University of Georgia School of Social Work
- Established: 1964
- Parent institution: University of Georgia
- Dean: Philip Hong
- Academic staff: 40 full-time
- Undergraduates: 126
- Postgraduates: 257
- Location: Athens, Georgia, United States
- Website: http://www.ssw.uga.edu

= University of Georgia School of Social Work =

The University of Georgia School of Social Work (SSW) is a college within the University of Georgia (UGA) in Athens, Georgia, United States.

The School of Social Work opened in 1964. The School is based in the School of Social Work building, adjacent to the university's North Campus. Courses are also offered on the university's Gwinnett campus.

==History==
The University of Georgia was among the early institutions to grant a specialized degree in nonprofit management.

The School began granting the Ph.D. in Social Work in 1990, preparing social workers for careers in academic or evaluation research.

In 2012, The School of Social Work and the College of Public Health collaborated to offer a dual degree masters program.

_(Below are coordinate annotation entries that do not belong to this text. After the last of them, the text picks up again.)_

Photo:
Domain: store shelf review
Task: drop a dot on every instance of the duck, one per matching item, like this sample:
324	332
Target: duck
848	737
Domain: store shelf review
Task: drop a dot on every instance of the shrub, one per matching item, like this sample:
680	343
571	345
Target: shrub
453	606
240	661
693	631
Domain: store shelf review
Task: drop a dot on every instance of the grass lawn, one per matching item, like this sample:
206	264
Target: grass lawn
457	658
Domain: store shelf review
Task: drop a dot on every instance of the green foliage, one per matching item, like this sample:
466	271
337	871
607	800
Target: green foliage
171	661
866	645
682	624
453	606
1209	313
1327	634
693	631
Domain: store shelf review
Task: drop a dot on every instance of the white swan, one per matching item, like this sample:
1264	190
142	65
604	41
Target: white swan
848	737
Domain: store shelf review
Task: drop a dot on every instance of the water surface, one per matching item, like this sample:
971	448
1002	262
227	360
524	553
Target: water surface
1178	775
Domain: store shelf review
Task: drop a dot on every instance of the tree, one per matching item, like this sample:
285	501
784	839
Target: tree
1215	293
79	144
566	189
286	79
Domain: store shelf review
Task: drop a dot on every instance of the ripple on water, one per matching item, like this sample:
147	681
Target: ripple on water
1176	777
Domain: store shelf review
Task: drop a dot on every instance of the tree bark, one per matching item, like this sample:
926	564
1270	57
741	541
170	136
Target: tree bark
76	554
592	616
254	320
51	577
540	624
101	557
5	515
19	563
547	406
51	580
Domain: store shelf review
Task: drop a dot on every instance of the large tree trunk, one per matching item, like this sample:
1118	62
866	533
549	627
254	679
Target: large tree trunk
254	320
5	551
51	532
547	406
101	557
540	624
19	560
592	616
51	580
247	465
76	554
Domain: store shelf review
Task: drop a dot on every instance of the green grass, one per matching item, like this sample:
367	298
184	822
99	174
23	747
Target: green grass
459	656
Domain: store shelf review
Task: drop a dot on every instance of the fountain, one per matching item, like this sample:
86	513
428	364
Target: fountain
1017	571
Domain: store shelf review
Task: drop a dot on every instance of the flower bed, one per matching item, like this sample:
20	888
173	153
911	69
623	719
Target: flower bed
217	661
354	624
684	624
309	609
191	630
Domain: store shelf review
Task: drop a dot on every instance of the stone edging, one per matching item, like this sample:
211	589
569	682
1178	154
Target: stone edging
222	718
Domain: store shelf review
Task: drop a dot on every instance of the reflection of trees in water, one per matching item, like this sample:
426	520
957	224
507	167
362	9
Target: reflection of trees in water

==Interdisciplinary Centers and Institutes==

===Foot Soldier Project for Civil Rights Studies===
Founded by former Dean Maurice Daniels, the Foot Soldier Project documents the work and lives of pivotal but unsung "foot soldiers" of the American civil rights movement. The project works to research, archive, and disseminate information about the lesser-known figures of the movement, and it is a collaborative of the School of Social Work and faculty from across UGA:
- Richard B. Russell Library for Political Research and Studies
- Institute for African American Studies
- African American Cultural Center
- Henry W. Grady College of Journalism and Mass Communication
- College of Education

== Rankings and reputation ==
As of 2024, it is ranked tied for 20th out of 319 schools for social work in the United States by U.S. News & World Report.